Staff shortages complicate NHS breast screening crisis

Staff shortages make it unrealistic to offer mammograms promised within six months to all victims of the U.K. National Health Service (NHS) breast screening scandal, according to a letter to the Daily Telegraph from the Royal College of Radiologists (RCR), the Royal College of Radiographers, and Breast Cancer Now.

In their letter, the presidents of the organizations and Breast Cancer Now CEO Baroness Delyth Morgan told the Daily Telegraph that the 20% shortfall of radiographers and mammography staff means there is not enough of a workforce to cope with the workload facing them -- even if the existing staff worked evenings and weekends. These attempts to rectify the "colossal failure" by screening services could leave women with suspected cancer worse off, forcing some to wait longer, Morgan said.

"Thousands of women are rightly being offered catchup screening, but it will fall on the same workforce responsible for performing mammograms for those referred urgently with symptoms of breast cancer to pick up the strain -- and it's vital we ensure women do not pay the price," she stated in the letter.
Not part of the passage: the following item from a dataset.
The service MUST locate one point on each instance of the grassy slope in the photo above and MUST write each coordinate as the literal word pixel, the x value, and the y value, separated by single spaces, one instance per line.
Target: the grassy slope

Breast Cancer Now is calling for the government to provide extra resources for the catchup program, routine screening, and mammograms for women with suspected cancer, the Daily Telegraph reported in its article on 14 May.

"Unless these staff shortages are addressed, it is inevitable that some women will experience delays in receiving a breast cancer diagnosis, or peace of mind, which would be extremely distressing," she noted. "This is completely unacceptable, and we need the government to heed these wake-up calls and deliver on its promise to expand the screening workforce as soon as possible."

The breast radiologist workforce grew by just 6% from 2012 to 2016, while the total number of women receiving screening increased by 13%, according to the organizations.